A team of scientists from the Skolkovo Institute of Science and Technology have announced they have discovered and quantified what appears to be a fundamental limitation in the widely touted approach initiated by Google – the so-called quantum approximate optimization algorithm, or QAOA - the cornerstone of efforts to develop a noise-tolerant quantum-enhanced algorithm.
The study by Skoltech’s Deep Quantum Laboratory led by Prof. Jacob Biamonte, and published in Physical Review Letters, details the discovery of so-called “reachability deficits”.
In their paper, “Reachability Deficits in Quantum Approximate Optimization”, the authors have elaborated the mechanism of how a fundamental limitation is placed by these “deficits” on the ability of QAOA to even approximate a solution to a problem instance.
Google’s Quantum Ambitions
Google earlier devised new quantum-enhanced algorithms that “operate in the presence of realistic noise”, as part of its race to develop quantum-enhanced processors based on quantum mechanical effects.
This would be conducive towards reaching the ultimate goal - increasing the speed at which data can be processed.
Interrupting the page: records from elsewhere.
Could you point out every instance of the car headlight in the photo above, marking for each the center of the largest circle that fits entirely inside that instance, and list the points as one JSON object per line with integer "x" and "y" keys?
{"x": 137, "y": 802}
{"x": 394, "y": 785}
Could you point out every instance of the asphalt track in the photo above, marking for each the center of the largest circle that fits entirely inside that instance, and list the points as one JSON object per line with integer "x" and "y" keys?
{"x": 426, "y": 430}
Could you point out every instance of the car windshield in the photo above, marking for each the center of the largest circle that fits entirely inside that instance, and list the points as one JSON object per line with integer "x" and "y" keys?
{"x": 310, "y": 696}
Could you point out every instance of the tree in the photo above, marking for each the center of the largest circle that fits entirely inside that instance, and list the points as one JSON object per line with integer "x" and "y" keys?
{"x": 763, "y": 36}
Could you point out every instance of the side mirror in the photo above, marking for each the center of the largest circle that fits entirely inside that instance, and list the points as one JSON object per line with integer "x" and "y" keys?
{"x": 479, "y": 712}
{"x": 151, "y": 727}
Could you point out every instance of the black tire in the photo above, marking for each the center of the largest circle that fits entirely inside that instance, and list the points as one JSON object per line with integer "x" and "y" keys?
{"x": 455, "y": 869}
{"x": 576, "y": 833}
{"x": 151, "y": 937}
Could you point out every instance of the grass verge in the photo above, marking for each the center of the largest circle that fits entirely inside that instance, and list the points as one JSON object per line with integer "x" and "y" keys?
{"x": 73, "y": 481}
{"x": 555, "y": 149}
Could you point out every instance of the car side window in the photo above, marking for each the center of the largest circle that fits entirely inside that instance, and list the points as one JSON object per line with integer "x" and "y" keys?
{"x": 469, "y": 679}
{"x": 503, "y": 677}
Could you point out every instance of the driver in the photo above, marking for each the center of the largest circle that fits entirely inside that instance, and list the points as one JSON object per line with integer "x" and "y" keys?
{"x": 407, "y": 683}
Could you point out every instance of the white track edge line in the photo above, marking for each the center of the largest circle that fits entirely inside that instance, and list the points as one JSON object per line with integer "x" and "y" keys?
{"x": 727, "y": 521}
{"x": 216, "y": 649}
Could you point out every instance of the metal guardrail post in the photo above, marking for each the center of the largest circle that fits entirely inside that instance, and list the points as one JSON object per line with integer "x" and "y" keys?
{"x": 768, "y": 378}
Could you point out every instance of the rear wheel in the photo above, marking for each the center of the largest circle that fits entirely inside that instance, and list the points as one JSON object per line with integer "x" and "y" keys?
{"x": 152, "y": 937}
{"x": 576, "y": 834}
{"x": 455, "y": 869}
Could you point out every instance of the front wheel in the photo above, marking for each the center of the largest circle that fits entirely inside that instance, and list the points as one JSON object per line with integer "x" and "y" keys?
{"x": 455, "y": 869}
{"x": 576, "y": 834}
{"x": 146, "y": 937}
The quantum approximate optimization algorithm, or QAOA, fired the interest of the global research community to explore its growing range of applications, while only a few results have been developed towards understanding the algorithm’s ultimate limitations.
The Skoltech team rose to the challenge, with its newly-reported findings revealing a clear limitation of the variational QAOA quantum algorithm.
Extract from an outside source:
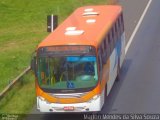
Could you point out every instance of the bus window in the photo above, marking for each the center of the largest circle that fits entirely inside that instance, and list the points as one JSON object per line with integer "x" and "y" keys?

Known mathematical techniques fall short of exhaustively analyzing QAOA and other variational quantum algorithms due to the internal quantum-to-classical feedback process.
Thus, a given quantum computation can only run for a fixed amount of time inside which a fixed number of quantum operations can be carried out.
QAOA seeks to “utilize these quantum operations by forming a sequence of increasingly optimal approximations to minimize an objective function”.
The recent research study now places new limits on this process.
Thus, the authors discovered that QAOA’s ability to approximate optimal solutions for any fixed depth quantum circuit is fundamentally dependent on the problems “density.”
The team reports that QAOA exhibits a “strong dependence on a problem instances constraint to variable ratio”.
This problem density places a limiting restriction on the algorithms capacity to solve optimization problem instances.
These findings, write the authors in their report, are among the first to determine strong limitations on variational quantum approximate optimization.